A cycling club in Chippenham has had a brush with fame after joining comedian John Bishop on a fundraising “week of hell”.

Andy Cook, chairman of the Chippenham Wheelers, was chosen to help devise a route that would launch the first leg, a 185-mile bike ride, of John Bishop’s epic week-long challenge for Sports Relief.

The star pledged to cycle from Paris to Calais, row across the Channel from Calais to Dover, and then run three marathons, all within five days raising £1.6 million for charity.

Mr Cook, 48, who lives in Lords Mead, got involved through his contacts with the BBC, which followed the challenge.

He said: “Our role was to identify a safe route in the first instance and then we had to risk assess it and I navigated in front of the convoy.

“It was quite an interesting challenge and it is phenomenal what he has achieved.

“Sometimes I think that these people do it for self publicity but he’s a very humble man.

“He admitted he had completely underestimated the challenge.

“He’s an interesting character and hats off to him for doing it.”

Within the convoy that Mr Cook had to safely lead was a crew of 70 people, a tour bus, a cameraman and a camera car, not to mention a celebrity on a bike completing an ardous challenge.

He and Bishop stopped about every 30 miles for refreshments and for the comedian to do interviews on Radio One.

The journey was not always so enjoyable with some difficult challenges as the ride progressed.
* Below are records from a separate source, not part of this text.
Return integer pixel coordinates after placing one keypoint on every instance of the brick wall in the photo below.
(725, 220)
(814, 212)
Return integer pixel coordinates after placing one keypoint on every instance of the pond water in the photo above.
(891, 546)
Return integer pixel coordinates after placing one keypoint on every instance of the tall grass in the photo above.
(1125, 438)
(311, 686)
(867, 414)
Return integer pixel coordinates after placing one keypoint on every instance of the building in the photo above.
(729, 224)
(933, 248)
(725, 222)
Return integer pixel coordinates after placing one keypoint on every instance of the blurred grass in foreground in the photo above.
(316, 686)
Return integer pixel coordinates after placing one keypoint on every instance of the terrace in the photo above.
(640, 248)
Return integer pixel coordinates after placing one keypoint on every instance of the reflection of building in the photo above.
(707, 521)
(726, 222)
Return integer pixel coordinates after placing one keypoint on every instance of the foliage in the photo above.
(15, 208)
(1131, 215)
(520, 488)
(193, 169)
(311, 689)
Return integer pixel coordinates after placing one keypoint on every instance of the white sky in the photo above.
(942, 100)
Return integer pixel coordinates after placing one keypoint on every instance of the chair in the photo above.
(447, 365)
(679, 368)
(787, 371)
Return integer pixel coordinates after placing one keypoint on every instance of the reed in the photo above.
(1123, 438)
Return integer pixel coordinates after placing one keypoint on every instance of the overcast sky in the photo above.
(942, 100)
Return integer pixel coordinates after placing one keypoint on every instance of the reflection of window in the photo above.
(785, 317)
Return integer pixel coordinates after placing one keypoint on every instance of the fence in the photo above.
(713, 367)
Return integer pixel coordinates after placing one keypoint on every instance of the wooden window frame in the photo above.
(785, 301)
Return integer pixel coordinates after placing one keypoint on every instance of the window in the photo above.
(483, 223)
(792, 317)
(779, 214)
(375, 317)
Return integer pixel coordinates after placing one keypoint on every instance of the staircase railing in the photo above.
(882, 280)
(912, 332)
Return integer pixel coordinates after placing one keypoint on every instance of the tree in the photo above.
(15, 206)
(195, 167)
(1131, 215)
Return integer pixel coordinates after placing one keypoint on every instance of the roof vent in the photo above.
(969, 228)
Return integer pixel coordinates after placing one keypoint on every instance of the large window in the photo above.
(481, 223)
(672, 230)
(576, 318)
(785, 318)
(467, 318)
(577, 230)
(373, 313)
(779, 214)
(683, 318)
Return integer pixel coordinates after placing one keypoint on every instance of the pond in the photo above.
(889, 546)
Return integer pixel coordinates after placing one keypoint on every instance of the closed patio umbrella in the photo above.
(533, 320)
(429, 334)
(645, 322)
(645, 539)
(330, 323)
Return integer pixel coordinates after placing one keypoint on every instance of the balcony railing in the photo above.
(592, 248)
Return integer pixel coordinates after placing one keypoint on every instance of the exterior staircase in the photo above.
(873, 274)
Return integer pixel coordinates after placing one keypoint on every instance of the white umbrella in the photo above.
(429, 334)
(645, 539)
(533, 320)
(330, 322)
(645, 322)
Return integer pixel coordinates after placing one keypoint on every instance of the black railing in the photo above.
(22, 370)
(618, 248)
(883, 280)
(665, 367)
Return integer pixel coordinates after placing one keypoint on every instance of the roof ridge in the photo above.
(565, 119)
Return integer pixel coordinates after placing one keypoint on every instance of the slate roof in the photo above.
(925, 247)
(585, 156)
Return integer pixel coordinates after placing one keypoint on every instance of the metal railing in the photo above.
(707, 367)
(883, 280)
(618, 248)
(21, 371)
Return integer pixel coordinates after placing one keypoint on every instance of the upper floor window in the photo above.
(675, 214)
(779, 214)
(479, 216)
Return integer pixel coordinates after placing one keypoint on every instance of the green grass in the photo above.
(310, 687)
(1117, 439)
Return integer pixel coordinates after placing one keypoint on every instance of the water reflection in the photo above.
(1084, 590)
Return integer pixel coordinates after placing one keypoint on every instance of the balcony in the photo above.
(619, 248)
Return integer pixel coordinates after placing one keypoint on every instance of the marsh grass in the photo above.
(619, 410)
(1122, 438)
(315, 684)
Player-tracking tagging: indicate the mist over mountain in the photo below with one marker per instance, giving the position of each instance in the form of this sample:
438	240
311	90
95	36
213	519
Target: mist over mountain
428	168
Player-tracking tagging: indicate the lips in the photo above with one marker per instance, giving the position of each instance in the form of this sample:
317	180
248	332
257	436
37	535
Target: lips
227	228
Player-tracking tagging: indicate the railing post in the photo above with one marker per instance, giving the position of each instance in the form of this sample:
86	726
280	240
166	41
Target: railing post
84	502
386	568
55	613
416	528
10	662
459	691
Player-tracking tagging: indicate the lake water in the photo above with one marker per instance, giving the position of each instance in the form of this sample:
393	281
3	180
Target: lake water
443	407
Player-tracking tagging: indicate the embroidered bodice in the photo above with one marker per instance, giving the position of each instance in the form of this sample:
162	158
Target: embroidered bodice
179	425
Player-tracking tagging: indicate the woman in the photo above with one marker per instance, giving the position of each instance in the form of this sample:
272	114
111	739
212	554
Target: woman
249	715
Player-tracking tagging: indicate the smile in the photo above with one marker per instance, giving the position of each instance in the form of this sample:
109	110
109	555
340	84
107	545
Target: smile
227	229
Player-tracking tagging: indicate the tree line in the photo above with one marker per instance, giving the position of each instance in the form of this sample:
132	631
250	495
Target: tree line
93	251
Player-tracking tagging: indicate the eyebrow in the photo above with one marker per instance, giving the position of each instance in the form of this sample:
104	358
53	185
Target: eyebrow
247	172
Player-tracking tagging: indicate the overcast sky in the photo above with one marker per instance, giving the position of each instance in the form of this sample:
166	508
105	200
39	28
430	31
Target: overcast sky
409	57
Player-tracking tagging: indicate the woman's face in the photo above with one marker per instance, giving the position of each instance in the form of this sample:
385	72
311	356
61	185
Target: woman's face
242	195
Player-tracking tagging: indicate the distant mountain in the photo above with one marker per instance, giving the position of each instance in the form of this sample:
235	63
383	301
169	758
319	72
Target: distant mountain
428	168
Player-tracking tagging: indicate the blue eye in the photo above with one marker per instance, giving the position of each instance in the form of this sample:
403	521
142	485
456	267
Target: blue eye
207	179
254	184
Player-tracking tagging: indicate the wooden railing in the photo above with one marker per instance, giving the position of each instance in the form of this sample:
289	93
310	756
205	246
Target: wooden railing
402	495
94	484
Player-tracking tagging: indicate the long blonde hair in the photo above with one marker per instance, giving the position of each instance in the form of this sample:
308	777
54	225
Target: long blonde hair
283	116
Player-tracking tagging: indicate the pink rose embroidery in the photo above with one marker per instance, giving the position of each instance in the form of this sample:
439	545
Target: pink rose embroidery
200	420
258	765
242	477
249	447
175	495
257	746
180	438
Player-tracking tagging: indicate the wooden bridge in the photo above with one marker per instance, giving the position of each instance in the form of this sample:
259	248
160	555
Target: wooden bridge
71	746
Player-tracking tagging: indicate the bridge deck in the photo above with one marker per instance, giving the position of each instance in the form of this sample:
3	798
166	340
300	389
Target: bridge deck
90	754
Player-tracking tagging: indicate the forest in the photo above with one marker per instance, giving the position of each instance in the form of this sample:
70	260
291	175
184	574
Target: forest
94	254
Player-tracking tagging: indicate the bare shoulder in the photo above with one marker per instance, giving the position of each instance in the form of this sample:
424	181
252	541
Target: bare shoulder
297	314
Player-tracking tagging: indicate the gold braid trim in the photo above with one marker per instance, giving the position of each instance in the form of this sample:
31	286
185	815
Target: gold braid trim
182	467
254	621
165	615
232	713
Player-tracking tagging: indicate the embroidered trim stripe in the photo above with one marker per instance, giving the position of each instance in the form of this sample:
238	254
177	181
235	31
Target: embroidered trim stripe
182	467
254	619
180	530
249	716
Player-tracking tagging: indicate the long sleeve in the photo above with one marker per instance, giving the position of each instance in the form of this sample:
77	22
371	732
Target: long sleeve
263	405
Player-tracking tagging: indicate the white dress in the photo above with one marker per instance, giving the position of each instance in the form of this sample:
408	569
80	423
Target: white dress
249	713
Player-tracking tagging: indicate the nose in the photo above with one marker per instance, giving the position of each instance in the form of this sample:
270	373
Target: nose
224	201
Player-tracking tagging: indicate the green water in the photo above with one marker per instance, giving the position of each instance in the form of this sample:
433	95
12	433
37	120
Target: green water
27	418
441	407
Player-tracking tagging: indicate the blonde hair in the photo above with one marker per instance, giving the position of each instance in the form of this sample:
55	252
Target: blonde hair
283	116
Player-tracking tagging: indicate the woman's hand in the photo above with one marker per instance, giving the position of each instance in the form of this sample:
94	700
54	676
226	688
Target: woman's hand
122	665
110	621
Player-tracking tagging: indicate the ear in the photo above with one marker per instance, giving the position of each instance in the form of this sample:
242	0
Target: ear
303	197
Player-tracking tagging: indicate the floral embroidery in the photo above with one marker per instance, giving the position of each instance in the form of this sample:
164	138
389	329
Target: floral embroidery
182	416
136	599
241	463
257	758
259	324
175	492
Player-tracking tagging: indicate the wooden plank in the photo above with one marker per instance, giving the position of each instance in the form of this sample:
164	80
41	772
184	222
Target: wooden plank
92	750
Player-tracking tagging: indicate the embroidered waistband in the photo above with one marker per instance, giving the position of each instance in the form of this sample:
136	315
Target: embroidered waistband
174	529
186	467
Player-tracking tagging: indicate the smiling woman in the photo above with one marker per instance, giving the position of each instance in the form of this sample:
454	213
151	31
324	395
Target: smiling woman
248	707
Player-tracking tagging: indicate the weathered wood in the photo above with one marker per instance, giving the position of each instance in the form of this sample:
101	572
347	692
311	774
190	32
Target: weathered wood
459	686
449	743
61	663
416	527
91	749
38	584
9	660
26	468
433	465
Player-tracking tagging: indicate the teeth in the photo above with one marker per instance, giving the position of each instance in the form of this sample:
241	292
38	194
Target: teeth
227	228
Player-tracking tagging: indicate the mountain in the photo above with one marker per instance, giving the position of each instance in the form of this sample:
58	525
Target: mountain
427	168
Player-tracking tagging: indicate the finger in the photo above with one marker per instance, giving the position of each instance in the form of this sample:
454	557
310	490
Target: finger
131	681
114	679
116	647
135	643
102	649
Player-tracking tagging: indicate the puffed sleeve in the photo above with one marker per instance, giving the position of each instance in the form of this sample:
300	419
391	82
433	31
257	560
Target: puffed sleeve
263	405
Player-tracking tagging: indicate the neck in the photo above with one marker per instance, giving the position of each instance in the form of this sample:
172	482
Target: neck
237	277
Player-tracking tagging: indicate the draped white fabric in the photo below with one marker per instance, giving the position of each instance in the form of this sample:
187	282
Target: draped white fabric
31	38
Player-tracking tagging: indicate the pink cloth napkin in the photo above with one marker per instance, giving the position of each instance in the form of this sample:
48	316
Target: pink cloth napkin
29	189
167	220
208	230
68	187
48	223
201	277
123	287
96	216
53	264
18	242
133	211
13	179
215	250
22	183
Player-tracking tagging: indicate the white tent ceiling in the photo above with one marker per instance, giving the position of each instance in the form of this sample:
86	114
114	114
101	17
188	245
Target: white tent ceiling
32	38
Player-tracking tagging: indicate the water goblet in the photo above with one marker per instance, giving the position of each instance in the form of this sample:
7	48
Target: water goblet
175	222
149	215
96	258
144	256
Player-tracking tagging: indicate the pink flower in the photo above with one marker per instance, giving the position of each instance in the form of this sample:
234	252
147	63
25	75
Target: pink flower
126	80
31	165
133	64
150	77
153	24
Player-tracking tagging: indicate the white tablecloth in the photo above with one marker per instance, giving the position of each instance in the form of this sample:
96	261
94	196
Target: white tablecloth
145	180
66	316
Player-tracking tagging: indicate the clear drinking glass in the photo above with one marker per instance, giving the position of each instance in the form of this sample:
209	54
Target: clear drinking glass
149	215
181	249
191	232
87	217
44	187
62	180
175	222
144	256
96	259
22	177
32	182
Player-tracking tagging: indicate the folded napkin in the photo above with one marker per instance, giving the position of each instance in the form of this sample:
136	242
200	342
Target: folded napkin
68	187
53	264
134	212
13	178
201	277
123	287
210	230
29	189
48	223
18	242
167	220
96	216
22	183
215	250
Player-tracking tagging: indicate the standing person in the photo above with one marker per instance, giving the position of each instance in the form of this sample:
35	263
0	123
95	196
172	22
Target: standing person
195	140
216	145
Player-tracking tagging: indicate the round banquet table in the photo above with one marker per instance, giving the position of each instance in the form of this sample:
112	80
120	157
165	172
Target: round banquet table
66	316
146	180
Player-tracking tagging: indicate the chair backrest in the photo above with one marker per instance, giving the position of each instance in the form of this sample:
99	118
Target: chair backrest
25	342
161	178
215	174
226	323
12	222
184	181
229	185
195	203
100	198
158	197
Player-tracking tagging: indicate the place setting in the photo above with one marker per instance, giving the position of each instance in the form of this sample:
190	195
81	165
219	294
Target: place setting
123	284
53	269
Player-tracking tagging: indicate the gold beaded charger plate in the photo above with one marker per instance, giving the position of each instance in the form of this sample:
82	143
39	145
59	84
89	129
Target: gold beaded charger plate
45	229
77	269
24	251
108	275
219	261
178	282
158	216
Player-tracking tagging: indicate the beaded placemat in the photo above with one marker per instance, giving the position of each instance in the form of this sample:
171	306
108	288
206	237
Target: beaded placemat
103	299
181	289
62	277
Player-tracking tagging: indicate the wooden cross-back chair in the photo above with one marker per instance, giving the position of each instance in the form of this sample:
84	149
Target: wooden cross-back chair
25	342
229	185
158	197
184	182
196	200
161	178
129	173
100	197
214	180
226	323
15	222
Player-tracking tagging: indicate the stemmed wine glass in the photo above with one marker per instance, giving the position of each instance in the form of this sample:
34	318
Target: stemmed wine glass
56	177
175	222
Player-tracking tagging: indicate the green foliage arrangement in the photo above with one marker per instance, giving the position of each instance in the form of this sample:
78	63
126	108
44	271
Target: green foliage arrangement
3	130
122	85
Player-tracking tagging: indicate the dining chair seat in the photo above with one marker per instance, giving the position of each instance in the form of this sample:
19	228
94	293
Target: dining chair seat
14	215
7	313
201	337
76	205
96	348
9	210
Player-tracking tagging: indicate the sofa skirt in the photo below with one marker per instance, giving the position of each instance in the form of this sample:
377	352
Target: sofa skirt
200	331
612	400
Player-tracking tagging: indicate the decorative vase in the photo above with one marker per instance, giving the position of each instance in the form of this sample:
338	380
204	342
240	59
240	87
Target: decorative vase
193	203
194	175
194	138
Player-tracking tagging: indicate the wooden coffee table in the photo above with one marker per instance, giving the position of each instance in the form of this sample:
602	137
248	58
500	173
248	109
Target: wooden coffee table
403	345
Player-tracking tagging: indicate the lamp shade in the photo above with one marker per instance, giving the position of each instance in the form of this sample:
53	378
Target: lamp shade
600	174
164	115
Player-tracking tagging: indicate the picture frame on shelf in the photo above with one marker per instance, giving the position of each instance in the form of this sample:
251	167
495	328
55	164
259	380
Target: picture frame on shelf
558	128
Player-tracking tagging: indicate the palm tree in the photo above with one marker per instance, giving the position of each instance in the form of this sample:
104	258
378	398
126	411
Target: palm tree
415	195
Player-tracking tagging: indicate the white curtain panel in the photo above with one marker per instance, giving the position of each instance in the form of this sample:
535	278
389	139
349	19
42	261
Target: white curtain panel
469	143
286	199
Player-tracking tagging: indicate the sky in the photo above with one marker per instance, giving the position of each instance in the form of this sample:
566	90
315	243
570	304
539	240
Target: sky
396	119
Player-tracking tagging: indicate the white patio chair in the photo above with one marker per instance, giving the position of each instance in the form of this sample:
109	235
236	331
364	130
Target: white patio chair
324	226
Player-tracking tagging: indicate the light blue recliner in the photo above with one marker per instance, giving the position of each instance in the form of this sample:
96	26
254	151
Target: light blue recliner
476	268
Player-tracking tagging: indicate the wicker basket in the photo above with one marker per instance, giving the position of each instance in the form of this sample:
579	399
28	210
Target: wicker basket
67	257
“The hardest part of the ride was in the Seven Valleys,” said Mr Cook, who has a daughter Lydia, 19, and son Tom, 15.

“These river valleys were probably John’s lowest ebb.

“He just was very, very stoic and I really appreciated what he was doing.”

Mr Cook left England at 3am on Sunday, February 26, to get to Paris to meet the BBC team and run through the event format.

On the Monday they set off on the bike ride from Paris to Calais, arriving at 4am on the Tuesday morning.

At 7am, Mr Bishop left Calais in a rowing boat for the second leg of his epic challenge.